A cet effet la Direction s’engage à organiser une réunion dans le mois suivant la demande écrite et motivée d’au moins un signataire du présent accord. Article 17 – Dépenses liées à la restauration collective supportées par LCL en sus de la dotation spécifique prévue à l’article 16
La Direction et les Organisations syndicales représentatives ont souhaité clarifier la prise en charge de certains frais et dépenses inhérents à l’activité de restauration collective. Il est ainsi expressément convenu que les frais ci-dessous sont supportés par LCL en sus de la dotation spécifique prévue à l’article 16 du présent accord, laquelle demeure fixée à 0,624 % de la masse salariale brute de l’entreprise (hors DdR Antilles). A ce titre, il est convenu que la Direction prenne en charge :
la location des machines à café équivalentes à celles existantes, en tenant compte des besoins constatés et du niveau des dépenses supportés à la date de signature du présent accord
la réparation et/ou le remplacement des équipements de cuisine dont la liste est annexée au présent accord.

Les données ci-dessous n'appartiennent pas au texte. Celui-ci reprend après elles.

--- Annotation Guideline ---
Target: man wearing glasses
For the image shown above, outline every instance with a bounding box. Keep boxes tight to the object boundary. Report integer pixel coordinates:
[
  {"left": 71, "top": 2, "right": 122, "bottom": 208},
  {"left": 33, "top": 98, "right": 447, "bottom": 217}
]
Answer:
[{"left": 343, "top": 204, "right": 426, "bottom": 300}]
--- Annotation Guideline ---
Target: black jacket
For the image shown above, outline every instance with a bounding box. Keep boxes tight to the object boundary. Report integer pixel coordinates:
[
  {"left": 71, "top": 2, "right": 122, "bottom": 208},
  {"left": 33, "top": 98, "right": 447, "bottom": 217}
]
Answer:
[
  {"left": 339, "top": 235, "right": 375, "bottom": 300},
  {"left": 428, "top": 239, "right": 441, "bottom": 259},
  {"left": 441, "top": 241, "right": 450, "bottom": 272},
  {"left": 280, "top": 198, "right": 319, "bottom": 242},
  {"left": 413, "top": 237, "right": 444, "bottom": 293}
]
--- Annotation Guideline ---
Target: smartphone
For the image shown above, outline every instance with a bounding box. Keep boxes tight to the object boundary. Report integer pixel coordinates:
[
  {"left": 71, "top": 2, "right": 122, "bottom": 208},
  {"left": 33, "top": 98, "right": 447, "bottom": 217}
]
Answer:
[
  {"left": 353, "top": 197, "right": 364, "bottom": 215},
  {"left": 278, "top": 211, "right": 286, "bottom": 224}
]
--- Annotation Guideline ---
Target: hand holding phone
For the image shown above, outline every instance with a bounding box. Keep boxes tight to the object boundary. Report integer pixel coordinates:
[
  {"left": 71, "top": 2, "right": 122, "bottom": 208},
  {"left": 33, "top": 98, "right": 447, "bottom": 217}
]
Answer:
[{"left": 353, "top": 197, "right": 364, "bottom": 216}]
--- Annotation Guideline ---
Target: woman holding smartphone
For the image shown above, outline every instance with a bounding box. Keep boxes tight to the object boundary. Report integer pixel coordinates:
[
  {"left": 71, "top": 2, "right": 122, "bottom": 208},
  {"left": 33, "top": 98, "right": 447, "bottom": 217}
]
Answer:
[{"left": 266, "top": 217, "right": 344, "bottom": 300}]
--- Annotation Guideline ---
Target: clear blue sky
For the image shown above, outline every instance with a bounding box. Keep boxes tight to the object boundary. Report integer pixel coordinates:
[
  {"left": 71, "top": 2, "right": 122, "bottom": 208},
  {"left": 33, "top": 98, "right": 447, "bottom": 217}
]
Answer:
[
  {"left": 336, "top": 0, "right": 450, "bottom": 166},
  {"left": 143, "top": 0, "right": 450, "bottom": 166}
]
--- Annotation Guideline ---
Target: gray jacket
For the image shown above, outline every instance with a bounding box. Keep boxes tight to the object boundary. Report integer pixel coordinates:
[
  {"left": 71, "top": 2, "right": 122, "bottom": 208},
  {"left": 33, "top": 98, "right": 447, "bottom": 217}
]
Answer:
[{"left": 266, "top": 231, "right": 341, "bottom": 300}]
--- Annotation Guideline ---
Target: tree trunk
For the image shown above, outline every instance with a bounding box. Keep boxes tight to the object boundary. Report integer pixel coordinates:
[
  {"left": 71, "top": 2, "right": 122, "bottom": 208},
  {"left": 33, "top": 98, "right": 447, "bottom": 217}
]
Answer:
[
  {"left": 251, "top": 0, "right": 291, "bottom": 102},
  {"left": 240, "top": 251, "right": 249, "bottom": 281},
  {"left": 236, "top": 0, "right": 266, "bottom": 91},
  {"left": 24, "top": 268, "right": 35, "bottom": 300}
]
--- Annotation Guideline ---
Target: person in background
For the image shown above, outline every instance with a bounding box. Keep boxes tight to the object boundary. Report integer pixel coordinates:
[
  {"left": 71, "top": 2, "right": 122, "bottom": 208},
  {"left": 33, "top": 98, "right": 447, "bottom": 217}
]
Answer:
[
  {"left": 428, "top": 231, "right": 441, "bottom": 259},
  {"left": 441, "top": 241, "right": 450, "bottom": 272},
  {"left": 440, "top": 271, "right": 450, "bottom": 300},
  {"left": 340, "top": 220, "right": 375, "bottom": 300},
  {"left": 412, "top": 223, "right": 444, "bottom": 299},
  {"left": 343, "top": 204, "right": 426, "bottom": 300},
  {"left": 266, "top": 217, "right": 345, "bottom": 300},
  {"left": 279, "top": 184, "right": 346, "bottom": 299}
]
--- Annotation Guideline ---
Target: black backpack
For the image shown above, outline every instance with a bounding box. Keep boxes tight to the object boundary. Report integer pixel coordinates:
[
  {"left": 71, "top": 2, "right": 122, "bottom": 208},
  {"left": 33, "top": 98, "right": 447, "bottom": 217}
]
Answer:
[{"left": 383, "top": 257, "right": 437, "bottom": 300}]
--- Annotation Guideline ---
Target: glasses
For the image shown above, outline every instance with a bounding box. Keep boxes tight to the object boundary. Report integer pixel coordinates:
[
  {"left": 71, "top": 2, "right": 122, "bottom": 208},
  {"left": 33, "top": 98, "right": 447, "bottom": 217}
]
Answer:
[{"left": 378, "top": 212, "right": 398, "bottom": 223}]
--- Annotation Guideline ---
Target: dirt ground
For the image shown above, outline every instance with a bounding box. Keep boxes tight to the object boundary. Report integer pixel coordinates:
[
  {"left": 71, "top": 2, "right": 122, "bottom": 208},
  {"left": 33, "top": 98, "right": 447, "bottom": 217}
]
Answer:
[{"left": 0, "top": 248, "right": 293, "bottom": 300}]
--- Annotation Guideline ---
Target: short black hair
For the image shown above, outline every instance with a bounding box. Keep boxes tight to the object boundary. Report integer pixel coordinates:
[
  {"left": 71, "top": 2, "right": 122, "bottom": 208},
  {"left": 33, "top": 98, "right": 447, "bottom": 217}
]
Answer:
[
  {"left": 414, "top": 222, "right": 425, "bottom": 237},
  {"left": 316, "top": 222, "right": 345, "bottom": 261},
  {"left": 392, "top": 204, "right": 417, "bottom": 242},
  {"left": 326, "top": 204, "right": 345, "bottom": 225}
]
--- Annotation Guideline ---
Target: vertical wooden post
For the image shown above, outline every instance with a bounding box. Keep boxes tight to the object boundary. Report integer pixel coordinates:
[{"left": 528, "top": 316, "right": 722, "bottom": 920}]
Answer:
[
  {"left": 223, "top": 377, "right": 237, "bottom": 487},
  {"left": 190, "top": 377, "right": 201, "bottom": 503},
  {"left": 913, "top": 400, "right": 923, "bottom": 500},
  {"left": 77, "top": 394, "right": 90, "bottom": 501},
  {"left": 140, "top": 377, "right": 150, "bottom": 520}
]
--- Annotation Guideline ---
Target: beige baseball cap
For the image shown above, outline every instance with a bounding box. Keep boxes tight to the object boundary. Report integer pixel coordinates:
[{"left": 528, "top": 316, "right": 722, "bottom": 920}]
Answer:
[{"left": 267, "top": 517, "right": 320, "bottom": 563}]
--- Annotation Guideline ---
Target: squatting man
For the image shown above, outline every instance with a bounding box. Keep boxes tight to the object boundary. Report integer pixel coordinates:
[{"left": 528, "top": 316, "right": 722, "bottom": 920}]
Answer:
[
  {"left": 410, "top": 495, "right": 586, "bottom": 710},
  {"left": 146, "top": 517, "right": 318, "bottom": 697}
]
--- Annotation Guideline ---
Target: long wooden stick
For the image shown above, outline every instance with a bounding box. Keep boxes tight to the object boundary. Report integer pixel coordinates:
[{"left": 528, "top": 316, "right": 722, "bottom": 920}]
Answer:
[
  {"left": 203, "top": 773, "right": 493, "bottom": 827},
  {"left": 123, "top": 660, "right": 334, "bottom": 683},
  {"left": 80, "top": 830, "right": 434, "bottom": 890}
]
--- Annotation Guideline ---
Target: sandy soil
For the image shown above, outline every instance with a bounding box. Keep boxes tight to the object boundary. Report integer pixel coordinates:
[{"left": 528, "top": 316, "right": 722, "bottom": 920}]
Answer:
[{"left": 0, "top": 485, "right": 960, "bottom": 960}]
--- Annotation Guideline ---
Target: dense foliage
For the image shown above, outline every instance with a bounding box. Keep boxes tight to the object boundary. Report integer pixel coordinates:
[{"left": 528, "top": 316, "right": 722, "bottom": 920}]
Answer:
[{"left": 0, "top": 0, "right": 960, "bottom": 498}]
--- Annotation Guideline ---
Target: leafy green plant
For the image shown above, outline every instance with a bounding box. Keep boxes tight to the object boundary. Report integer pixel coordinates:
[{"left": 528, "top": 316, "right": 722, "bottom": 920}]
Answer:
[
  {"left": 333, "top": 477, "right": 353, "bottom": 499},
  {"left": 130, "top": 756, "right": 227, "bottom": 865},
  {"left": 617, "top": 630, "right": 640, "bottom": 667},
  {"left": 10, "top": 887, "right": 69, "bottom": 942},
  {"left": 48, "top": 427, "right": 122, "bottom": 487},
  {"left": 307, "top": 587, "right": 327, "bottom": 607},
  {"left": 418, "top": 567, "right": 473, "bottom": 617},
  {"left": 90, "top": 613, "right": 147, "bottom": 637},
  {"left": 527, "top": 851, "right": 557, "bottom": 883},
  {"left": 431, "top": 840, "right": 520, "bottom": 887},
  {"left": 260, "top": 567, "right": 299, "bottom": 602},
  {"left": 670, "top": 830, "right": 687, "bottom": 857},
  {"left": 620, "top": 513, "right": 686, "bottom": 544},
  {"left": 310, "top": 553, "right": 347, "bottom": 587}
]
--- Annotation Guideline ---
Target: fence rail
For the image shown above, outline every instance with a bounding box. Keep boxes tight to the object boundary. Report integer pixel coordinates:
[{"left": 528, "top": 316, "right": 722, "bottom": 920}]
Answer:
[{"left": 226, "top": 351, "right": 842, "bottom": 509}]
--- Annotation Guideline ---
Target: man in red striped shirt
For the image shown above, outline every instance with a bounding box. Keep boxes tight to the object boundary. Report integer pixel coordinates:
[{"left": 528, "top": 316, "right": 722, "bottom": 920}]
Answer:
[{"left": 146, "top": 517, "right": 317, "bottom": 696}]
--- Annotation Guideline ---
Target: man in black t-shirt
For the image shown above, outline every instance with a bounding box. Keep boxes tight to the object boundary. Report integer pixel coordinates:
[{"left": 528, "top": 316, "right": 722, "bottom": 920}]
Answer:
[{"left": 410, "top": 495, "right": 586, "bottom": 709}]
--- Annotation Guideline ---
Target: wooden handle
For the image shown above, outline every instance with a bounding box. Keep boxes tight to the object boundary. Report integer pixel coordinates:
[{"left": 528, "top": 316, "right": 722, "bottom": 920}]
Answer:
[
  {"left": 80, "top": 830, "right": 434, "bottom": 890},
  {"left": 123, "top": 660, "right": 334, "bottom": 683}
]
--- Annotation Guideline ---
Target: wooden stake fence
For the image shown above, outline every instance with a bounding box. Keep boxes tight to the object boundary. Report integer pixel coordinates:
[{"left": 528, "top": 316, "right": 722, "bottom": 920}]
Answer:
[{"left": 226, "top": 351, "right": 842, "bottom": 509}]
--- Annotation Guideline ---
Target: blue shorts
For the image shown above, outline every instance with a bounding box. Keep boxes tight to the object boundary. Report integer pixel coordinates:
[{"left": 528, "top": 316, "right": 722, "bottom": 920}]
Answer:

Les dépenses et charges visées au présent article et à l’annexe susvisée seront prises en charge par LCL en sus de la dotation spécifique prévue à l’article 16. L’éventuelle prise en charge de dépenses ou charges afférentes à l’activité de restauration collective autres que celles expressément prévues aux articles 16 et 17 du présent accord devrait faire l’objet d’un accord exprès et exceptionnel des parties, formalisé par écrit. Les frais liés à la gestion courante de l’activité de restauration collective demeurent en conséquence supportés par le CSE d’établissement Siège Opérationnel. Il en est notamment ainsi, à titre d’exemples, des achats de petit matériel ou d’ustensiles, des consommables, des frais d’entretien courant, ou de maintenance non couverts par le présent article, ainsi que, plus généralement, des dépenses de fonctionnement afférentes à l’exploitation quotidienne des restaurants. TITRE 4. Dispositions spécifiques au CSE d’établissement Antilles
Article 18 - La contribution patronale aux activités sociales et culturelles du CSE d’établissement Antilles
Article 18.1 Calcul et montant de la contribution patronale aux activités sociales et culturelles
La contribution patronale aux activités sociales et culturelles est calculée chaque année sur la base de 1,3055% de la masse salariale brute de la DdR Antilles, constatée au 31 décembre de l’année concernée par le versement. La masse salariale brute de l’entreprise est calculée conformément aux dispositions légales en vigueur. A titre informatif, la masse salariale brute correspond à date à l’ensemble des gains et rémunérations soumis à cotisations de sécurité sociale en application de l’article L. 242-1 du Code de la sécurité sociale ou de l'article L. 741-10 du Code rural et de la pêche maritime, à l’exception des indemnités versées à l’occasion de la rupture du contrat de travail à durée indéterminée (article L. 2312-83 du Code du travail).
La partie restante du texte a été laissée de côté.